The names of members of Sigma Chi, a social fraternity on campus, are now on display in St. Paul City Hall after the chapter received the Neighborhood Honor Roll award last January in recognition of its community service.
“We’re a small chapter, and we don’t get a lot of recognition through the university, like publicity; no one really knows about us. The city hall thing was huge,” said Tony Martin, senior and the executive director of Sigma Chi.
The fraternity, which has been active on campus for 26 years, accumulates an average of 350 service hours each semester. Its work in the community prompted Ed Martell, the DFL precinct chair for the neighborhood surrounding the university, to nominate them.
“They have everything a university would want,” Martell said. “The university should be extremely proud of how they contribute.”
Regular community service projects are what sets the fraternity apart, according to Martell and Amy Gage, the neighborhood liaison at St. Thomas. The fraternity puts on projects like the Shovel Brigade — a weekly winter event during which fraternity members help clear snow from the driveways and sidewalks of campus neighbors — and Sunday Morning Pick-Me Up, a bi-weekly event meant to clean up the community. Gage also thinks the students in the fraternity represent the school well.
“At least twice (Sigma Chi) has been responsible enough to let me know they were going to have a party,” Gage said. “They do it right. I think the guys that are there represent the best of our students.”
This award isn’t the first for Sigma Chi. Last spring, the fraternity was given the Community Engagement Award by the university in recognition of its service work involving the Shovel Brigade and Sunday Morning Pick-Me Up.
But the group doesn’t do it for the awards.

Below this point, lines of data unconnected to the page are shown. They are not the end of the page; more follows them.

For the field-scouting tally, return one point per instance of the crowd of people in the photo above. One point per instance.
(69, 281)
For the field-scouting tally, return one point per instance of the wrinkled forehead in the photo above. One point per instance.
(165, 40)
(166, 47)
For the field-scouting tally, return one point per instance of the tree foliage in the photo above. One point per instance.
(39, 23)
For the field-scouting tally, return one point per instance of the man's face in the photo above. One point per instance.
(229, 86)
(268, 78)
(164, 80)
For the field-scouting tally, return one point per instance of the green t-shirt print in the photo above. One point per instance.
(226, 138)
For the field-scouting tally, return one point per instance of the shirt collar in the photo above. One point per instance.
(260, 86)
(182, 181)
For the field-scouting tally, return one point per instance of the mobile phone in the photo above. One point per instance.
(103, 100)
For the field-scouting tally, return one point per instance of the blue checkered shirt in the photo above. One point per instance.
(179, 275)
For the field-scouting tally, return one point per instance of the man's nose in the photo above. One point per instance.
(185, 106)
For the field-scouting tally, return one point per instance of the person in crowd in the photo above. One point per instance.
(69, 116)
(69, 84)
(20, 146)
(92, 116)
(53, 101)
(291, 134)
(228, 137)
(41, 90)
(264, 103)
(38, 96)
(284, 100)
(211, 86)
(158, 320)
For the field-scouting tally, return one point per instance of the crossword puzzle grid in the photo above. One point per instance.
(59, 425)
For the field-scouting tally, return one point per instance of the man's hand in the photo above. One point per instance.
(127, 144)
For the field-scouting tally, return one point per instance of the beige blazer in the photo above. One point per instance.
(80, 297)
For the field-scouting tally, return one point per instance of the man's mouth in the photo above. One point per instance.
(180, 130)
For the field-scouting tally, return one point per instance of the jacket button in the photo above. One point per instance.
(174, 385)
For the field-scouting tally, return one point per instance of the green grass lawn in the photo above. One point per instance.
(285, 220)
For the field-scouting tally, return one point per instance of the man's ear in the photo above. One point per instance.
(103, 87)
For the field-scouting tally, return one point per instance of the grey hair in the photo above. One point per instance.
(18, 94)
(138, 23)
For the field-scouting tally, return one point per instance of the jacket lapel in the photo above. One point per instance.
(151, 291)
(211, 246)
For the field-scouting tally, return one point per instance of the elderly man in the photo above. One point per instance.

“When we go out on these Sunday Morning Pick-Me Ups, we’re often embraced by residents, and it’s amazing to see these people smile; they’re just so happy,” said Bobby Martin, sophomore and Sigma Chi’s technology and campus relations chair. “They go out, and they see their neighborhood, their lawn and everything trashed by people who go out partying and leave trash behind. It’s really unfair to them because they don’t deserve that.”
Through projects such as Sunday Morning Pick-Me Up, Sigma Chi has helped to reduce the amount of trash found in the neighborhood over time as well.
“Each time we do it, there’s less to clean up,” Martell said.